Man who shot Manchester police officers to spend 5 years in state prison psych unitBy JASON SCHREIBER
Union Leader Correspondent
February 08. 2018 12:40PM
BRENTWOOD — A robbery suspect who shot two Manchester police officers in 2016 will spend at least five years in the state prison’s secure psychiatric unit after pleading not guilty by reason of insanity to attempted murder charges.
In a courtroom filled with about 50 Manchester officers, Rockingham County Superior Court Judge Andrew Schulman sentenced 34-year-old Ian MacPherson for the shootings that injured officers Ryan Hardy and Matthew O’Connor on May 13, 2016.
While the former Queen City man admitted in court to shooting the officers, he will not be held criminally responsible because of his mental illness, including a diagnosis of schizophrenia.
Schulman spoke while accepting the plea deal about MacPherson’s “severe delusional and psychotic behavior.”
“It’s a very sad case,” he said.
Hardy and O’Connor appeared in court but didn’t speak as Senior Assistant Attorney General Jeff Strelzin recounted the events leading up to the shootings.
MacPherson, who despite his mental health history legally purchased the gun, was identified as a suspect in an armed robbery of a Manchester convenience store on May 12, 2016. Hardy spotted him on a city street the next day and called out to him to try to question him.
Strelzin said MacPherson pulled out a semi-automatic handgun, raised it to Hardy’s face and fired.
Hardy was shot in the face and shoulder but managed to radio to dispatch that shots had been fired and provided a description of MacPherson’s direction.
Other officers eventually found him walking and yelled for him to put his hands up.
“I’m the one you’re looking for,” he told them before firing and striking O’Connor in the leg during a gun battle.
Following his arrest, authorities learned more about his history of mental illness.
Schulman spoke about a note MacPherson had left at a bar days before the shootings with “rambling and strange references” and talk about conspiracies and fictional crime families.
Schulman also recalled a 700-page document found in MacPherson’s residence with the same conspiracy themes, appearing to support the idea that MacPherson suffered from “paranoid delusions.”

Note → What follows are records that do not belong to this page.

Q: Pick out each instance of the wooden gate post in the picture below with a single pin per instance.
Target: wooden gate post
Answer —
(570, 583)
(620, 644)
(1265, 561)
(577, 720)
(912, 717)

MacPherson could have faced life in prison if convicted of the attempted murder charges, but under the plea deal he was sentenced to the secure psychiatric unit at the state prison for the next five years.
It’s possible he could remain in the unit beyond the five years, depending on his condition.
“This is the outcome that’s dictated by the law and the facts. Unfortunately, this is a defendant who had a longstanding mental health issue and it went extremely bad over the course of a couple of nights and two police officers almost lost their lives, so this is the best resolution that we can hope for. Obviously, the hope is that this defendant gets the help he needs and doesn’t hurt anyone else in the future,” Strelzin said after the hearing.
Manchester Police Chief Nick Willard praised the actions of the injured officers and others who assisted, calling them “courageous and heroic.”
“Officer Hardy was out there protecting the citizens of Manchester knowing he’s probably confronting an armed individual. He got shot in the face. He got shot in the shoulder, yet undaunted and courageously he puts out information over the radio for other officers to know who he encountered,” he said.
Willard said other officers continued to search for MacPherson knowing they could be shot at as well.
“Sure enough, officer O’Connor was then shot in the leg in that brief gun battle,” the chief said.